Are banks loosening their purse strings for small business lending?
In market share terms, small business lending has been the long-dormant segment of banking. But now as home lending remains stalled with no real sign of growth becoming evident, some signs of life are appearing. What does this mean for the business borrower?
The anecdotal evidence is that new lending deals have been increasing; conditions applied by banks loosened, as banks try to generate volume growth and build market share in a flat economy. This shows up, for example, in a loosening of things like interest-cover ratios and repayment terms.
The real issue question is: are business conditions becoming more conducive than they have been for the past two or three years? It is a mixed bag with Reserve Bank Governor, Stevens confirming the Bank’s concerns that the non-mining sectors remain caution despite some retail spending pick up in January.
What is showing up a modest turnaround in the appetite for debt in the middle-corporate and SME (small to medium-sized enterprise). Here, the anecdotal evidence revels price reductions on a case-by-case basis, compared to last year where the word from the bans to lenders tended to be (regarding their terms) ‘take it or leave it’.
When it comes to bank lending there is no doubt that interest rate margins are important (for the banks) and this with interest rates still trending down the banks’ pricing power likely to be harder to maintain. But don’t expect the bank to lend without some strength hurdles in place.
- For start ups: At the start up phase and early growth stages of a business, loans are nigh impossible to secure without personal guarantees backed by real estate or other bankable collateral
- Established businesses, banks will look at the asset base of the business and examine on a case by case basis what the hurdles and conditions will be.

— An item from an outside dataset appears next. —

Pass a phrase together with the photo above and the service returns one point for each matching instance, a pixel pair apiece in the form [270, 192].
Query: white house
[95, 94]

- Preparation is the key as due diligence is now part and parcel of the bank’s loan application process. In the leasing sector more flexibility is available (see our newsletter xxxx).
Alternative capital raising sectors are also strong with evidence of ASSOB receiving an increasing pipeline of interest (this is the unofficial small company’s capital market where angel and private investors examine potential listing opportunities and invest on an equity basis).
Other sectors, for example the hospitality sector have financial services operators and brokers such as Silver Chef providing equipment funding solutions that help hospitality businesses.